CGD vai cumprir "escrupulosamente" cortes salariais

CGD vai cumprir "escrupulosamente" cortes salariais

O presidente da CGD disse, esta sexta-feira, que o banco vai cumprir "escrupulosamente" o Orçamento do Estado deste ano quanto ao corte dos salários, mas que está a estudar como "reverter" os cortes feitos noutras componentes da remuneração dos funcionários.

"Nós vamos cumprir escrupulosamente o que está previsto no Orçamento do Estado para 2013", garantiu hoje José de Matos na apresentação de resultados do grupo público.

O responsável disse que, já em 2011 e 2012, a CGD tinha cumprido a lei orçamental, tendo então levado a cabo "medidas de adaptação", mas com "impacto equivalente na remuneração dos trabalhadores".

Para este ano, adiantou José de Matos, a Caixa está a estudar "reverter os cortes que houve em 2011 e 2012", uma vez que "não faz sentido uma dupla penalização dos trabalhadores da CGD".

No dia 29 de janeiro, o Ministério das Finanças garantiu que a CGD e a TAP vão ter de reduzir os salários entre 3,5 e 10%, explicando que o Orçamento do Estado para este ano não contempla regimes de exceção.

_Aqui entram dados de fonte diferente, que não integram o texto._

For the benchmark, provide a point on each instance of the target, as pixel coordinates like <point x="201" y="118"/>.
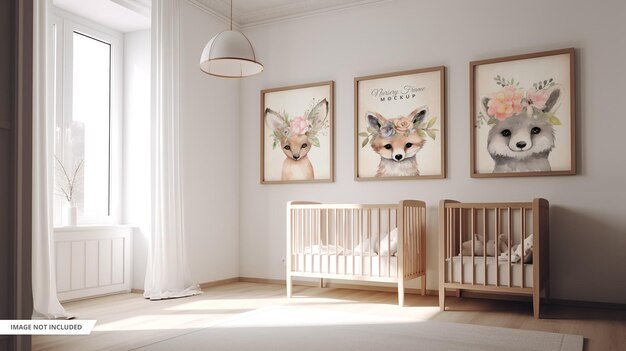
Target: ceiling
<point x="248" y="13"/>
<point x="120" y="15"/>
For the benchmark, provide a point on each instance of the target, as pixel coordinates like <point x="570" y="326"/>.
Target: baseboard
<point x="218" y="282"/>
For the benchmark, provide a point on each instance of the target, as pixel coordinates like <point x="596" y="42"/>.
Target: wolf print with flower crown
<point x="522" y="124"/>
<point x="523" y="115"/>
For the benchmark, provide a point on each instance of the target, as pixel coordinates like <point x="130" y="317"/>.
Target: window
<point x="87" y="87"/>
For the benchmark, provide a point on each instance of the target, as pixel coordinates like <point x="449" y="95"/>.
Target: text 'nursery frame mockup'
<point x="297" y="134"/>
<point x="399" y="119"/>
<point x="522" y="115"/>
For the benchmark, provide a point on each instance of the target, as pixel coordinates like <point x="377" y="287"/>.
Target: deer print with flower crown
<point x="296" y="136"/>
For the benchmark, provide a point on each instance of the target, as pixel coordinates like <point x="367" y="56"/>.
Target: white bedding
<point x="357" y="265"/>
<point x="453" y="271"/>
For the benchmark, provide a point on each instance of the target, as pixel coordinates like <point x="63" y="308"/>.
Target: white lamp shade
<point x="229" y="54"/>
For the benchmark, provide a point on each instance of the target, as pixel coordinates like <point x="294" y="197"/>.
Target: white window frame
<point x="66" y="24"/>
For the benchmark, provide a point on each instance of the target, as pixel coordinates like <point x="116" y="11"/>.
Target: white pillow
<point x="385" y="243"/>
<point x="364" y="247"/>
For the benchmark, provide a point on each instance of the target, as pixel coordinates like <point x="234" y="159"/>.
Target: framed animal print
<point x="523" y="115"/>
<point x="400" y="125"/>
<point x="297" y="134"/>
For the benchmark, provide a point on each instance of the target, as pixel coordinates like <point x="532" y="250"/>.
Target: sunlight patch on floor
<point x="291" y="316"/>
<point x="161" y="322"/>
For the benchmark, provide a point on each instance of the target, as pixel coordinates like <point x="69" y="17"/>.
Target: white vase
<point x="71" y="216"/>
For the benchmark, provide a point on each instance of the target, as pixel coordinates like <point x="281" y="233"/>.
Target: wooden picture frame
<point x="297" y="134"/>
<point x="523" y="115"/>
<point x="399" y="121"/>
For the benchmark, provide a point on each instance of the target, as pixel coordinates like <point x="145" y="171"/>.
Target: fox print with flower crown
<point x="296" y="136"/>
<point x="522" y="115"/>
<point x="399" y="122"/>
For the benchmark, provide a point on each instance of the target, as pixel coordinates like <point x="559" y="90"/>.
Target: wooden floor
<point x="128" y="321"/>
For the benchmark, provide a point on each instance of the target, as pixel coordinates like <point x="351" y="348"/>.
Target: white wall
<point x="136" y="193"/>
<point x="587" y="219"/>
<point x="210" y="150"/>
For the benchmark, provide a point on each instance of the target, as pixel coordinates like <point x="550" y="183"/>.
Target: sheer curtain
<point x="167" y="275"/>
<point x="45" y="302"/>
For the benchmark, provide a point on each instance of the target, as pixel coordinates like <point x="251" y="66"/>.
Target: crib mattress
<point x="356" y="265"/>
<point x="453" y="271"/>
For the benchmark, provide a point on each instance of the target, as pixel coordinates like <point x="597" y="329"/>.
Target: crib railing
<point x="498" y="228"/>
<point x="340" y="241"/>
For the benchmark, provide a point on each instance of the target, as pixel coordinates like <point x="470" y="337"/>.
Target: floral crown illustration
<point x="538" y="102"/>
<point x="403" y="125"/>
<point x="312" y="123"/>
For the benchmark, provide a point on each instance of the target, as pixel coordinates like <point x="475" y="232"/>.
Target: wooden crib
<point x="492" y="226"/>
<point x="356" y="242"/>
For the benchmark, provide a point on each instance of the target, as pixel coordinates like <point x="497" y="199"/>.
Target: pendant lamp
<point x="230" y="54"/>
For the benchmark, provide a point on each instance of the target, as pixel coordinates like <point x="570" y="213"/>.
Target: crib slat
<point x="388" y="243"/>
<point x="461" y="243"/>
<point x="379" y="266"/>
<point x="523" y="210"/>
<point x="344" y="223"/>
<point x="472" y="225"/>
<point x="497" y="231"/>
<point x="449" y="238"/>
<point x="361" y="241"/>
<point x="485" y="253"/>
<point x="336" y="249"/>
<point x="509" y="235"/>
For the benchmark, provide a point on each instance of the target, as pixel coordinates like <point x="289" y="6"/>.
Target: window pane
<point x="89" y="129"/>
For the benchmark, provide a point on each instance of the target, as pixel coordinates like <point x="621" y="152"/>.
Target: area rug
<point x="300" y="328"/>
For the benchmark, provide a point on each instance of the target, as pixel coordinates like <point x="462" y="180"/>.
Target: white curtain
<point x="167" y="275"/>
<point x="45" y="302"/>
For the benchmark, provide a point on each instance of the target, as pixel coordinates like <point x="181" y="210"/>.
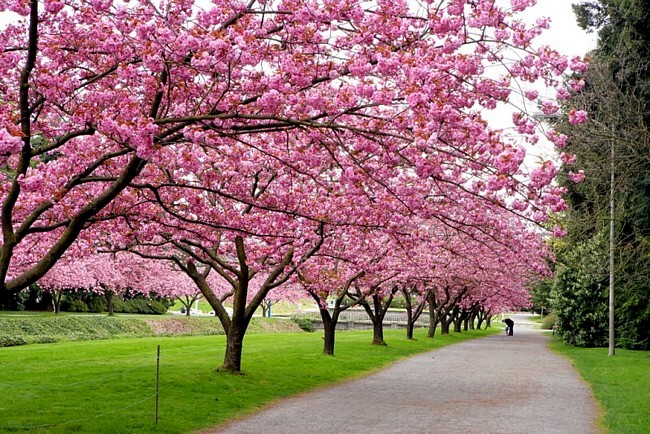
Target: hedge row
<point x="47" y="329"/>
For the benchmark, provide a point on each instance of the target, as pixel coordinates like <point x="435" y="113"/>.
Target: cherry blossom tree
<point x="99" y="95"/>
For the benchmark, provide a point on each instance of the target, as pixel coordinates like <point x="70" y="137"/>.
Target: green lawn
<point x="109" y="386"/>
<point x="621" y="384"/>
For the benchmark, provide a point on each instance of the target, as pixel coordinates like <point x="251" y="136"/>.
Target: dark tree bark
<point x="376" y="312"/>
<point x="413" y="312"/>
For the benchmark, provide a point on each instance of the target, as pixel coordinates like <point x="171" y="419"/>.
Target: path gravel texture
<point x="497" y="384"/>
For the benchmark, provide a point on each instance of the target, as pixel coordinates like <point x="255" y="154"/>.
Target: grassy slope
<point x="49" y="328"/>
<point x="621" y="384"/>
<point x="108" y="386"/>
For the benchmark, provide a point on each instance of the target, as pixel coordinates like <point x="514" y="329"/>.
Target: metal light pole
<point x="612" y="350"/>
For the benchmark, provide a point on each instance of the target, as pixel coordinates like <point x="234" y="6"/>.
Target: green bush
<point x="139" y="305"/>
<point x="11" y="341"/>
<point x="97" y="304"/>
<point x="548" y="323"/>
<point x="306" y="324"/>
<point x="74" y="305"/>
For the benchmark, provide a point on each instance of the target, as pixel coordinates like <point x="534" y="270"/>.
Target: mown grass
<point x="621" y="385"/>
<point x="109" y="386"/>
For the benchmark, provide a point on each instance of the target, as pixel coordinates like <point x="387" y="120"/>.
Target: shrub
<point x="548" y="323"/>
<point x="11" y="341"/>
<point x="74" y="305"/>
<point x="306" y="324"/>
<point x="97" y="304"/>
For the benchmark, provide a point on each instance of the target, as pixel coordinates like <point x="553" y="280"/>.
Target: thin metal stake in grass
<point x="157" y="381"/>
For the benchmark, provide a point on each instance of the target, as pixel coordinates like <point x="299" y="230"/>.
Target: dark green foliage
<point x="75" y="305"/>
<point x="580" y="294"/>
<point x="74" y="328"/>
<point x="306" y="324"/>
<point x="548" y="323"/>
<point x="617" y="97"/>
<point x="47" y="328"/>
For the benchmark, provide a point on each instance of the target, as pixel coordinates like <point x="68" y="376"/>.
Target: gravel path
<point x="496" y="384"/>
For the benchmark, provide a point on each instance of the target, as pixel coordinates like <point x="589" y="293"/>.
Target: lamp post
<point x="612" y="350"/>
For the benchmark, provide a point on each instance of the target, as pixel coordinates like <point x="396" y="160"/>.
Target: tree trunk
<point x="329" y="335"/>
<point x="409" y="330"/>
<point x="56" y="301"/>
<point x="445" y="322"/>
<point x="433" y="316"/>
<point x="109" y="302"/>
<point x="378" y="332"/>
<point x="234" y="347"/>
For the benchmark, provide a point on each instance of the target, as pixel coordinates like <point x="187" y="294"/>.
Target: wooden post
<point x="157" y="381"/>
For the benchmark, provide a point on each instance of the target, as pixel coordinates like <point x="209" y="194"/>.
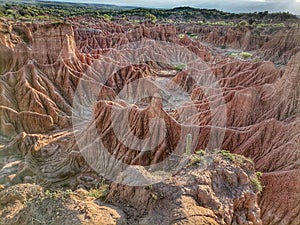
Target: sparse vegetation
<point x="61" y="11"/>
<point x="180" y="67"/>
<point x="255" y="180"/>
<point x="227" y="155"/>
<point x="99" y="193"/>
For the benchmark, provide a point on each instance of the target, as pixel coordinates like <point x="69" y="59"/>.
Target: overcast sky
<point x="226" y="5"/>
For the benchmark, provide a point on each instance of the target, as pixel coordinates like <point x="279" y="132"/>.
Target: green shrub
<point x="255" y="180"/>
<point x="243" y="23"/>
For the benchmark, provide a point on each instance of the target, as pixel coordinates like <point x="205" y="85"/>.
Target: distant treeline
<point x="51" y="10"/>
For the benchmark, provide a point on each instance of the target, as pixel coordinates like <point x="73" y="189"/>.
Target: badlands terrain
<point x="107" y="121"/>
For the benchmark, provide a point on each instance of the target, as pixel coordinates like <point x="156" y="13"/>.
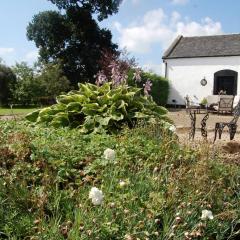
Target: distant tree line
<point x="26" y="85"/>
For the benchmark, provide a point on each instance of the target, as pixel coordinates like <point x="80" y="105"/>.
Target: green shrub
<point x="94" y="108"/>
<point x="160" y="87"/>
<point x="47" y="173"/>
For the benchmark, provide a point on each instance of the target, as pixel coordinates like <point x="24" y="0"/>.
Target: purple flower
<point x="147" y="87"/>
<point x="118" y="78"/>
<point x="137" y="75"/>
<point x="101" y="78"/>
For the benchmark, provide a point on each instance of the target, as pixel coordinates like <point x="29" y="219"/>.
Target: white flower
<point x="172" y="128"/>
<point x="206" y="214"/>
<point x="96" y="196"/>
<point x="109" y="154"/>
<point x="122" y="183"/>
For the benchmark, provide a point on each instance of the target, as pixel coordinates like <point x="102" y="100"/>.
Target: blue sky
<point x="144" y="27"/>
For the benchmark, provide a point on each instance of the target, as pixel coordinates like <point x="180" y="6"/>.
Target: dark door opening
<point x="225" y="80"/>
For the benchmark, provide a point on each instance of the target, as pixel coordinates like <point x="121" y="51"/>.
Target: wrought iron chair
<point x="225" y="104"/>
<point x="192" y="105"/>
<point x="232" y="125"/>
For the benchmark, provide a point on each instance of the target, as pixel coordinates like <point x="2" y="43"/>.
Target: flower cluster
<point x="109" y="154"/>
<point x="101" y="78"/>
<point x="96" y="196"/>
<point x="147" y="87"/>
<point x="206" y="214"/>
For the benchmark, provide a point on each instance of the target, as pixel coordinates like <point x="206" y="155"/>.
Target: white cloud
<point x="159" y="28"/>
<point x="179" y="2"/>
<point x="32" y="56"/>
<point x="134" y="2"/>
<point x="153" y="67"/>
<point x="4" y="51"/>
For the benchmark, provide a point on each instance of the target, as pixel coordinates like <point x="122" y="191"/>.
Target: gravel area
<point x="182" y="121"/>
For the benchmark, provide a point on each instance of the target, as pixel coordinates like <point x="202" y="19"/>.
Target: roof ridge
<point x="217" y="35"/>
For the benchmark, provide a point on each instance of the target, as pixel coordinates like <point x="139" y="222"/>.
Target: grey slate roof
<point x="205" y="46"/>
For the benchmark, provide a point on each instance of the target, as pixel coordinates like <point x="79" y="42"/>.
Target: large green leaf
<point x="95" y="108"/>
<point x="32" y="117"/>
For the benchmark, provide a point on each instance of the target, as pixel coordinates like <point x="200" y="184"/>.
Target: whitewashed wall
<point x="185" y="75"/>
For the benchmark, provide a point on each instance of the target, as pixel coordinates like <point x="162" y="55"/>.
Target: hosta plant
<point x="99" y="108"/>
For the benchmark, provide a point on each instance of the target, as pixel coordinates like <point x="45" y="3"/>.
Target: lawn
<point x="17" y="111"/>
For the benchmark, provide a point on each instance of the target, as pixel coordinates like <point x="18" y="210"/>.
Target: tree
<point x="7" y="84"/>
<point x="102" y="8"/>
<point x="28" y="88"/>
<point x="53" y="80"/>
<point x="73" y="36"/>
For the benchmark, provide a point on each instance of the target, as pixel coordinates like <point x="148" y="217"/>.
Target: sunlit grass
<point x="16" y="111"/>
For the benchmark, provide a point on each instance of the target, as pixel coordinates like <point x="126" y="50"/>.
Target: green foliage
<point x="47" y="173"/>
<point x="74" y="37"/>
<point x="7" y="84"/>
<point x="160" y="87"/>
<point x="28" y="88"/>
<point x="99" y="7"/>
<point x="53" y="80"/>
<point x="34" y="87"/>
<point x="204" y="101"/>
<point x="94" y="109"/>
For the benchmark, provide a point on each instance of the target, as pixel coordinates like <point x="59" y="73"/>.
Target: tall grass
<point x="46" y="176"/>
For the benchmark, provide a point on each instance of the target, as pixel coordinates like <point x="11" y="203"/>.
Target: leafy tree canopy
<point x="102" y="8"/>
<point x="73" y="37"/>
<point x="7" y="84"/>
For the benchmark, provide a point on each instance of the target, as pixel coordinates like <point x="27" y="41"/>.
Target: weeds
<point x="46" y="176"/>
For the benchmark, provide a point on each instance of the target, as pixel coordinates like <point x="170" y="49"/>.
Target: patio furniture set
<point x="224" y="105"/>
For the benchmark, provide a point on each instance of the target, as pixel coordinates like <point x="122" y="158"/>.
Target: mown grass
<point x="16" y="111"/>
<point x="46" y="176"/>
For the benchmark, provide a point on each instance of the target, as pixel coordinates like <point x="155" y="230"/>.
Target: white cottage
<point x="189" y="60"/>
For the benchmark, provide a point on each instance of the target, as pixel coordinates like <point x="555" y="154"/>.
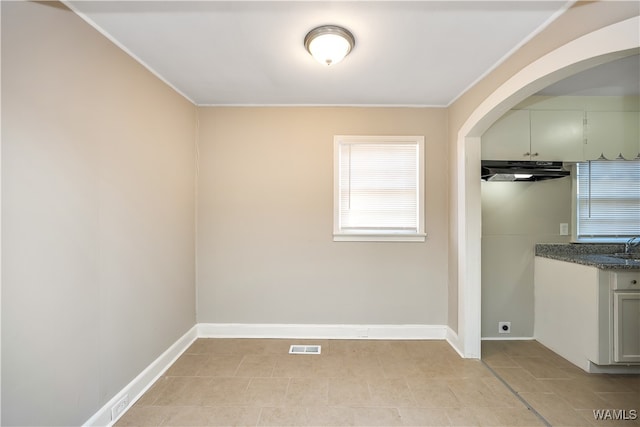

"As regras constantes da Lei do Orçamento do Estado para 2013 em matéria de reduções remuneratórias são aplicáveis, sem exceções, a todas as empresas públicas, incluindo, portanto, a Caixa Geral de Depósitos e a TAP - Transportes Aéreos Portugueses", refere o Ministério em comunicado.

Contactado pela Lusa, o presidente do Sindicato dos Trabalhadores da CGD confirmou que os vencimentos de janeiro não foram sujeitos aos cortes salariais impostos à Função Pública e setor empresarial do Estado pelo OE 2013, mas referiu que o subsídio de férias "foi amputado em 5% a 20%, consoante os rendimentos e só o remanescente é que foi dividido em duodécimos".

De acordo com o sindicalista João Lopes, a CGD deve continuar isenta dos cortes salariais impostos no OE 2013, porque vive em concorrência e já reduziu mais despesa do que a pedida pelo Governo.